Cornbread Stuffing with Apple
- 1 9-inch pan cornbread, crumbled
- 1 tablespoon butter
- 1 cup chopped onion
- 1/2 cup chopped celery
- 2 cups chopped apples
- 1/2 cup raisins
- 2 cloves minced garlic
- 1 tablespoon fresh sage
- 1 tablespoon fresh thyme
- 1 cup chicken or vegetable broth
- 1/2 cup apple juice or cider
- Salt and pepper to taste
- Preheat oven to 350 degrees F.
- Spread the crumbled cornbread on a large baking sheet in a single layer. Bake, stirring occasionally, for about twenty to 25 minutes or until browned. Set aside to cool.
- Melt butter in a large skillet over medium heat. Add in the onion and celery. Cook for about five minutes or until tender.

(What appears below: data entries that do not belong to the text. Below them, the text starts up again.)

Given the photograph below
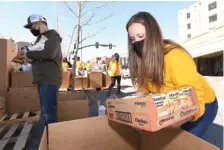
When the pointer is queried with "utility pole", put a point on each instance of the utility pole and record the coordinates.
(77, 44)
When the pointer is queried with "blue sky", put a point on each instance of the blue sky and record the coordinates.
(14, 15)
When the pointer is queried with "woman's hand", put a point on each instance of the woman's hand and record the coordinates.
(180, 123)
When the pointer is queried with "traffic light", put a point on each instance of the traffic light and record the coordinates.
(97, 44)
(110, 46)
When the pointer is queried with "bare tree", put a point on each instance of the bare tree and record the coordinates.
(83, 21)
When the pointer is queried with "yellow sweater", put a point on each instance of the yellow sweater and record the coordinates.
(180, 71)
(114, 68)
(64, 66)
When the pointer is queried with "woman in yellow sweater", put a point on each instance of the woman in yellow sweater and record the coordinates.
(114, 71)
(159, 65)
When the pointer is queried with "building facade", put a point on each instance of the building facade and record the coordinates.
(201, 32)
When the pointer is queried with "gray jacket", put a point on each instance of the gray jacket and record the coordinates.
(46, 63)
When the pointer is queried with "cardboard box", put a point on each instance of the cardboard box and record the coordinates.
(22, 79)
(73, 109)
(97, 133)
(2, 107)
(154, 112)
(106, 79)
(81, 82)
(96, 79)
(22, 99)
(7, 52)
(65, 80)
(72, 106)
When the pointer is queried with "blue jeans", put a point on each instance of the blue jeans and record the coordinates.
(199, 127)
(48, 102)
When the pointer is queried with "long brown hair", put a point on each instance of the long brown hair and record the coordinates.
(149, 67)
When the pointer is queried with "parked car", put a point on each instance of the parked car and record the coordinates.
(125, 72)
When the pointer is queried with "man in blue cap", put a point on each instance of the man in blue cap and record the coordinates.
(46, 64)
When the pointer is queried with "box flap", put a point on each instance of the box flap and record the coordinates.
(66, 96)
(90, 134)
(173, 139)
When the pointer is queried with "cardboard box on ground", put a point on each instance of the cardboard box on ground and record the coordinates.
(70, 105)
(97, 133)
(96, 79)
(22, 79)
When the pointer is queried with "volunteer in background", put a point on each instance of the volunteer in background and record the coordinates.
(160, 65)
(104, 66)
(114, 70)
(88, 66)
(26, 67)
(79, 67)
(65, 64)
(46, 65)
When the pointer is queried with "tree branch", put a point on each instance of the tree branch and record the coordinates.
(93, 35)
(100, 20)
(70, 8)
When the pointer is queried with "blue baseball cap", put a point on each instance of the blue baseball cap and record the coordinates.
(34, 18)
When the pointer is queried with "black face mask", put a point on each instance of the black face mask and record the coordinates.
(35, 32)
(138, 47)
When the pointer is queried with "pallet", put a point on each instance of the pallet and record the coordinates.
(93, 89)
(14, 130)
(19, 117)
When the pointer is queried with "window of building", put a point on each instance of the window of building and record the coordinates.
(212, 6)
(213, 18)
(188, 15)
(188, 36)
(188, 26)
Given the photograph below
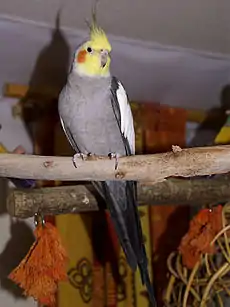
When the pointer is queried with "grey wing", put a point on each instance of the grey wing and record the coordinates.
(69, 136)
(123, 115)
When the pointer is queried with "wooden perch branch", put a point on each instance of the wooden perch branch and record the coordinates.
(155, 168)
(72, 199)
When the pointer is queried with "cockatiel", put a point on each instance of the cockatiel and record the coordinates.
(96, 117)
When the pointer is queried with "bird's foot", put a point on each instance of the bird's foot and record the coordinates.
(113, 155)
(81, 155)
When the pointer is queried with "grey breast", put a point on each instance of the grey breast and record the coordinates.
(86, 109)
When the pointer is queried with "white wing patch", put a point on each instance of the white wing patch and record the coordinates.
(127, 127)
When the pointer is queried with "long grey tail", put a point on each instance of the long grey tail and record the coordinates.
(120, 198)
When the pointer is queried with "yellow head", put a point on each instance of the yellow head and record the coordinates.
(93, 58)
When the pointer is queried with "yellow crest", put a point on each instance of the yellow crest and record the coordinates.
(98, 37)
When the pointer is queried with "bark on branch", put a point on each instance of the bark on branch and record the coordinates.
(155, 168)
(72, 199)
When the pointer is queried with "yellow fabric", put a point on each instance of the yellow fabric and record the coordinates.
(223, 136)
(75, 231)
(141, 293)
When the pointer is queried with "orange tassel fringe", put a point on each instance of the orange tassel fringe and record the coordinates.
(43, 267)
(203, 228)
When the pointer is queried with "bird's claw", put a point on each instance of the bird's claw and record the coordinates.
(113, 155)
(80, 155)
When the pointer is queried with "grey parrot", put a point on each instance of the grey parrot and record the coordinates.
(96, 117)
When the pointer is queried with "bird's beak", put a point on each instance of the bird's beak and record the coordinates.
(104, 58)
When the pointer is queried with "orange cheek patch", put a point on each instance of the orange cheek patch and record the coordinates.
(81, 56)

- Stir in the apples, raisins, garlic, sage, thyme and 1/2 cup broth. Bring to a boil and simmer for about five minutes.
- Combine the vegetable mixture with the cornbread in a large mixing bowl. Add enough additional broth to moisten the cornbread, tossing to coat. Season to taste with salt and pepper.
- Transfer to a large greased casserole dish and bake for about 35 to 45 minutes or until browned.